The model registry is the handoff point. Training writes to it; inference reads from it. The registry stores metadata (architecture, quantization, training config, evaluation metrics) alongside a pointer to the model weights in Object Storage. It does not store the weights themselves -- that would duplicate storage and bypass the Object Storage access policies.

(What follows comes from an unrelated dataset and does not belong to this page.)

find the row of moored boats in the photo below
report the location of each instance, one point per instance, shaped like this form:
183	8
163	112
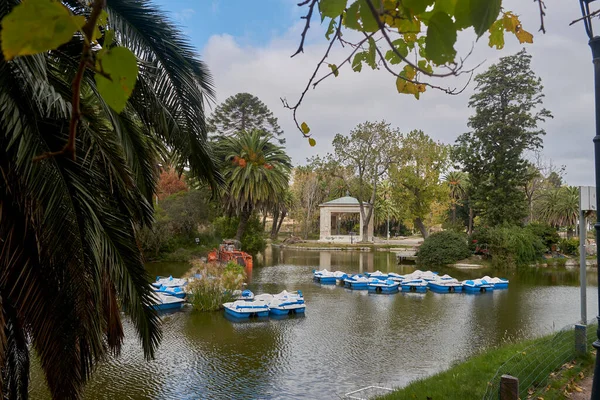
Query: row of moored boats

Integration with Candle (HIP-0019)

While the primary training runtime is PyTorch (the ecosystem demands it), Candle (HIP-0019) plays a specific role:

  • Checkpoint validation: After training completes, the pipeline loads the checkpoint into Candle to verify that weights are loadable and produce finite logits. This catches corruption before the model reaches the inference engine.
  • Quantization: Post-training quantization (GPTQ, AWQ) is implemented in Candle for deterministic, bit-exact results. Python quantization tools produce slightly different outputs depending on CUDA version and PyTorch build -- Candle does not.
  • Evaluation harness: Small-scale evaluation benchmarks (perplexity on a held-out set, accuracy on standard tasks) run in Candle for faster iteration than PyTorch evaluation loops.
  • Edge model export: Converting safetensors to GGUF for edge deployment uses Candle's quantization pipeline, producing files directly consumable by the inference engine.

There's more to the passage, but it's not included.